The time trial was another matter all together. After more bad luck in getting a puncture, Wiggins was back on form and powered away over the second half of the course.

Despite a puncture (and if you’ve ever had a puncture in a race, you know it costs you much more than 20 seconds.), Wiggins finished a creditable 2nd. Still on top of his form, but simultaneously dissappointed not to take more time out of his rivals. If Wiggins has been having a tough week, another British rider must be on top of the moon. For Alex Dowsett to win his first stage in a grand tour, must be very satisfying, especially because the course was really tough – far removed from a more typical British time trial up a dual carriageway, which he has been brought up on.

It was only two years ago, that I posted about Alex Dowsett. We both did the H25/8 Bentley course on the A31. He did 46.58. I was more than 5 minutes behind. (I Blogged about it here. Alex Dowsett 46.58) Two years on, Alex Dowsett is on the podium of the Giro d’Italia, and I was riding the West London Cycling Association on the A40 (H181/10)

Alex Dowsett

I was chuffed for Alex, and it is very nice to be able to say you’ve ridden against the fastest man in a Giro stage.

Back to riding in the rain. A big difference between amateurs and pros is that when it rains, the pro has to keep going – even if it is six hours of up and down Italian roads, seemingly sprayed with GT-80. But, an Amateur only has to look at a dodgy weather forecast and delay his ride until more suitable time.

Despite, the threat of rain, I still went out to Madley Primary school, the HQ for the WLCA 10 mile TT. Unfortunately, the race got cancelled because of rain and the spray. It was a tough call for the organiser. I definitely sympathise with his dilemma, especially because I’m organising a race on the same course next week. It’s not wimping out, but an awareness of the dangers we face racing on dual carriageways with diminished visibility.

So that’s another difference between amateurs and pros. The world is close, yet so far.
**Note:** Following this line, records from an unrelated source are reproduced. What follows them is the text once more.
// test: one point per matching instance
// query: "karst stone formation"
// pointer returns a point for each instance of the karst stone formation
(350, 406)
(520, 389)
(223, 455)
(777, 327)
I don’t think the people of David Cameron’s constituency would take too kindly to closing the A40 for a few hours so 30 cyclists can go up and down the Witney bypass in safety. Maybe in Italy, but not England.

So It was no cycling and back to watch the Giro on Eurosport.

GB one and two! I’m so proud Britain are good at time trials! Maybe next year we should some Italians over to race up and down the A31.

2 Responses to Alex Dowsett and racing in the rain

  1. Tricyklist May 13, 2013 at 6:23 pm #

    You stopped a TT because of the risk of low visibility? I can never understand why you insist (in the UK) on riding outside the nearside white lines. i.e. In the same lane as the fast moving motor traffic!

    In Denmark cyclists ride inside the line for protection and to free the traffic from slow moving obstructions like us. These tarmaced lanes are usually the designated cycle lane on many busy main roads over here. The demarcation lines are treated with the utmost respect by drivers in Denmark.

    The only traffic you ever see using these “cycle lanes” are farm tractors with implements attached. The rest of the time no vehicle crosses the protective white line. For cyclists it’s rather like having an invisible force field for protection. How many more TT rider “rear enders” will you tolerate before sanity finally prevails?

  2. Al-Bo May 12, 2013 at 12:56 pm #

    I imagine Dowsett’s not mad-keen on descending in the rain either. He’s a haemophiliac, which adds an extra dimension to already-justifiable downhill nervousness.